REPÓRTER: Jorge Batista, os estudantes mineiros irão às ruas?
JORGE BATISTA: Desde ontem à noite, quando chegou ao conhecimento dos estudantes essa notícia da Guanabara, partimos para tôdas as escolas onde haviam aulas, no caso, Faculdade de Filosofia, ontem à noite, Faculdade de Ciências Econômicas, Faculdade de Direito. Ontem mesmo à noite se fêz uma concentração na Escola de Direito com mais de 400 companheiros presentes tiramos já uma decisão. Decisão no sentido de que hoje, às 7 horas, já estamos em tôdas as salas de aulas das Universidades, informando, a todos os companheiros, bem como a todos os professôres o que ocorreu, e convocando-os para a partir de hoje à tarde trabalharmos no sentido de levar à população de Belo Horizonte, a todos os setores, a todos os cantos, a informação a respeito desse crime.
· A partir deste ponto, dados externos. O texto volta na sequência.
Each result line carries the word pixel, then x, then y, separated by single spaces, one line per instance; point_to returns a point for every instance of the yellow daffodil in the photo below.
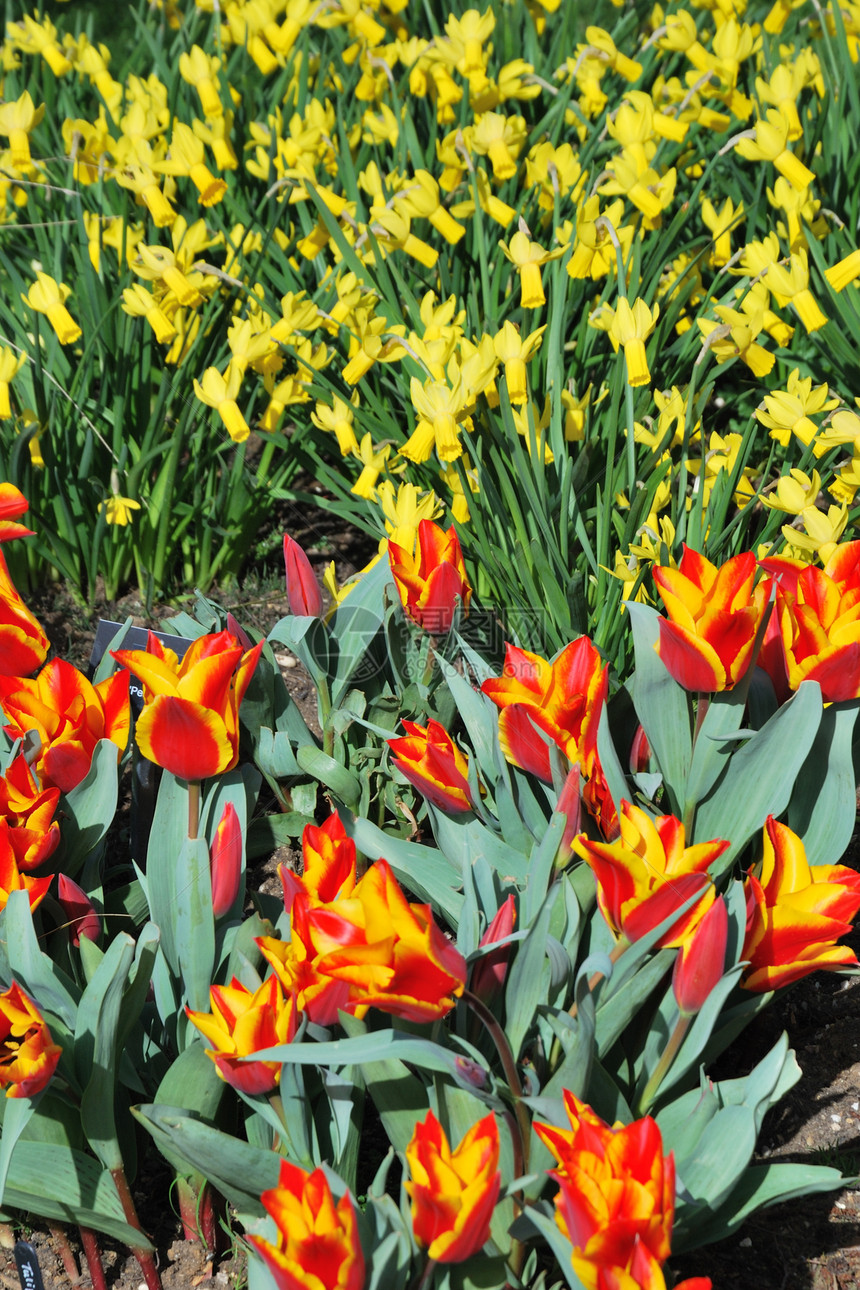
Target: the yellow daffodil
pixel 339 419
pixel 629 328
pixel 200 70
pixel 789 412
pixel 17 119
pixel 373 461
pixel 10 363
pixel 49 297
pixel 141 303
pixel 527 257
pixel 117 510
pixel 513 351
pixel 219 392
pixel 767 143
pixel 794 492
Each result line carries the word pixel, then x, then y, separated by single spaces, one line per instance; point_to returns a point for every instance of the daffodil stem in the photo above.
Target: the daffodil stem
pixel 143 1257
pixel 662 1068
pixel 522 1134
pixel 194 808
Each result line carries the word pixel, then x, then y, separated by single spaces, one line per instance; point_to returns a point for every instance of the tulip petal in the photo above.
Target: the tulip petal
pixel 185 738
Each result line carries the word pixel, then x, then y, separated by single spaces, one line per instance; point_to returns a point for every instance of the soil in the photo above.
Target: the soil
pixel 811 1244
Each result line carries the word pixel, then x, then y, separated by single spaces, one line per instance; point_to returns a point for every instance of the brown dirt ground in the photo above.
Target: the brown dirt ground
pixel 811 1244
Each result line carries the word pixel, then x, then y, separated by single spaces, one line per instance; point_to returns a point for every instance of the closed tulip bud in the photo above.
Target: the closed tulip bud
pixel 489 973
pixel 702 960
pixel 302 588
pixel 226 861
pixel 79 910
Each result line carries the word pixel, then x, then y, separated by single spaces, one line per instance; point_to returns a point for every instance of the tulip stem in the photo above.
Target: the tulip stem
pixel 662 1068
pixel 521 1138
pixel 93 1255
pixel 143 1257
pixel 424 1276
pixel 194 808
pixel 70 1262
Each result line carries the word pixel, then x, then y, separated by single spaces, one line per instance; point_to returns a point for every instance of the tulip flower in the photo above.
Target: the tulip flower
pixel 302 588
pixel 190 721
pixel 702 961
pixel 29 1055
pixel 707 641
pixel 431 761
pixel 615 1201
pixel 317 1240
pixel 329 864
pixel 453 1192
pixel 10 876
pixel 29 812
pixel 489 972
pixel 244 1022
pixel 818 631
pixel 430 586
pixel 564 699
pixel 12 499
pixel 647 873
pixel 369 950
pixel 226 861
pixel 796 912
pixel 23 644
pixel 70 715
pixel 80 913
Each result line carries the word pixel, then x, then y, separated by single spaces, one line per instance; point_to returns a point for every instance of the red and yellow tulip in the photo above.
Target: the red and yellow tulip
pixel 647 873
pixel 70 715
pixel 431 761
pixel 713 615
pixel 244 1022
pixel 29 812
pixel 453 1192
pixel 226 861
pixel 190 721
pixel 29 1055
pixel 317 1240
pixel 615 1200
pixel 796 912
pixel 431 581
pixel 23 644
pixel 328 868
pixel 818 625
pixel 368 950
pixel 562 701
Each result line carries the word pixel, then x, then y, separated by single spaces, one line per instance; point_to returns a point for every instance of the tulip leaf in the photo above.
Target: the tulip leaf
pixel 423 870
pixel 760 777
pixel 195 924
pixel 758 1187
pixel 89 808
pixel 36 974
pixel 168 833
pixel 58 1182
pixel 239 1170
pixel 527 981
pixel 96 1033
pixel 823 809
pixel 662 704
pixel 332 773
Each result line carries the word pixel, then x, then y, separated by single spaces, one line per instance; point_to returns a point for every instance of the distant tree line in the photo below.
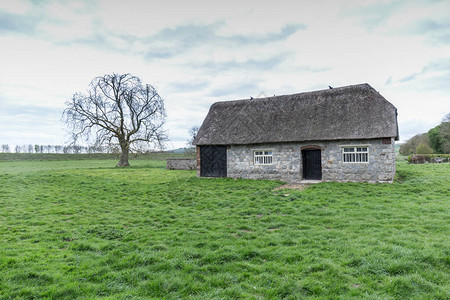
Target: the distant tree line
pixel 74 149
pixel 436 140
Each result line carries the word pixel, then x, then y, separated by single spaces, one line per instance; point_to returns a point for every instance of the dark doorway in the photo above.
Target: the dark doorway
pixel 213 161
pixel 312 164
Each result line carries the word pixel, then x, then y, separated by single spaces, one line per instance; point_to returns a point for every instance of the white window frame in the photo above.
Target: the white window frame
pixel 355 154
pixel 262 157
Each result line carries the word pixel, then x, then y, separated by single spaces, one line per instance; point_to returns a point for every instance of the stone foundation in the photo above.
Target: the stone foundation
pixel 287 161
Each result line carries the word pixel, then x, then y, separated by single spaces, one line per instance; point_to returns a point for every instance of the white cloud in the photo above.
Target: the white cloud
pixel 197 52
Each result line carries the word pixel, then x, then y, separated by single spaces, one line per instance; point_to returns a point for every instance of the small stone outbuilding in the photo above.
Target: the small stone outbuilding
pixel 339 134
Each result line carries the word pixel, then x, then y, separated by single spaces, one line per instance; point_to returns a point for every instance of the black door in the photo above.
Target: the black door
pixel 312 164
pixel 213 161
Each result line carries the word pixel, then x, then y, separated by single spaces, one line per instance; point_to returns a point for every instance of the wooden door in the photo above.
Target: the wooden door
pixel 213 161
pixel 312 164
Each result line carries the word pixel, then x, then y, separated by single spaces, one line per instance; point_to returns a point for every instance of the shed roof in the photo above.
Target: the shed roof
pixel 350 112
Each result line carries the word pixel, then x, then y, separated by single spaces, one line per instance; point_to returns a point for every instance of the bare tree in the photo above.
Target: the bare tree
pixel 117 109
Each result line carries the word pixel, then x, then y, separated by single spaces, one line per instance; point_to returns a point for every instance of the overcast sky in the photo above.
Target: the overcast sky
pixel 198 52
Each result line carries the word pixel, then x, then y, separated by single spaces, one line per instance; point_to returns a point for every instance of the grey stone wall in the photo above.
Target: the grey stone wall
pixel 181 164
pixel 287 161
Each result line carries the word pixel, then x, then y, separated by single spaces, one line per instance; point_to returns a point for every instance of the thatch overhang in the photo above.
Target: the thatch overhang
pixel 350 112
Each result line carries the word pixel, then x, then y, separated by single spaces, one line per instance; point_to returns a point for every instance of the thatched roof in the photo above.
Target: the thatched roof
pixel 350 112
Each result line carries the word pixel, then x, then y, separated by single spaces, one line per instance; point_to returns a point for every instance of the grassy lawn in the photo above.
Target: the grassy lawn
pixel 82 228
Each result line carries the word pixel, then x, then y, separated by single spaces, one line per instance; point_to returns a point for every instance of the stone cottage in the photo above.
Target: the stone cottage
pixel 337 134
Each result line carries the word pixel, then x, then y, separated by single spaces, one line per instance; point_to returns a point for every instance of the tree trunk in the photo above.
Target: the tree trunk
pixel 124 158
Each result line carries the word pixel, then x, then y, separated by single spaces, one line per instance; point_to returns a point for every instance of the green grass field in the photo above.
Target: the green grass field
pixel 84 229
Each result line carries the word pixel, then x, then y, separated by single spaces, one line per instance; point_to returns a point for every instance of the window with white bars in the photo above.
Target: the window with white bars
pixel 262 157
pixel 355 154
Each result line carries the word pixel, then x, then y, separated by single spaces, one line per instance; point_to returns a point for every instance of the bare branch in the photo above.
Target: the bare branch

Mas não ficaremos apenas nisso. A partir de hoje, e de hoje mesmo à tarde, partiremos para uma forma de ação de praça pública, capaz de informar ao público o que ocorre, capaz de levar ao público o que ocorre, capaz de levar ao público nosso protesto e o nosso repúdio. Outra questão é que nós achamos importante informar é que dêsde já surgem, efetivamente, solidariedades que se ajuntam às solidariedades ativas do movimento estudantil aos companheiros de Guanabara. Ontem mesmo à noite, senhores do Grupo do Teatro Oficina, que levam no Teatro Marília a peça "Os Pequenos Burguêses", já enviaram nota oficial à Imprensa divulgando sua solidariedade. Mais do que isto, professores, segundo estamos informados, estão sendo signatários de um abaixo assinado que está correndo em tôdas as Universidades, também manifestando o seu repúdio aos fatos. Além disso, a imprensa da Capital, pelos seus militantes, que atuam no movimento estudantil, tem nos procurado, e isto é muito importante, que isto é uma via de comunicação nossa com a população. Agradecemos aos senhores de imprensa nesta oportunidade. Além disso, segundo estamos informados, os intelectuais de Belo Horizonte, escritores, jovens poetas e pintores, também organizam já o tipo de manifestação sintonizada com a manifestação do movimento estudantil. Desta forma o que temos a dizer é que estamos já, dêsde ontem à noite, nos organizando para que as demonstrações sejam as mais fortes possíveis.
REPÓRTER: A ITATIAIA acabou de ouvir as palavras do universitário JORGE BATISTA, Presidente do Diretório Central dos Estudantes de Minas Gerais. Senhoras e Senhores, grato. Muito obrigado, bôa tarde e fiquem com o JORNAL DAS DOZE.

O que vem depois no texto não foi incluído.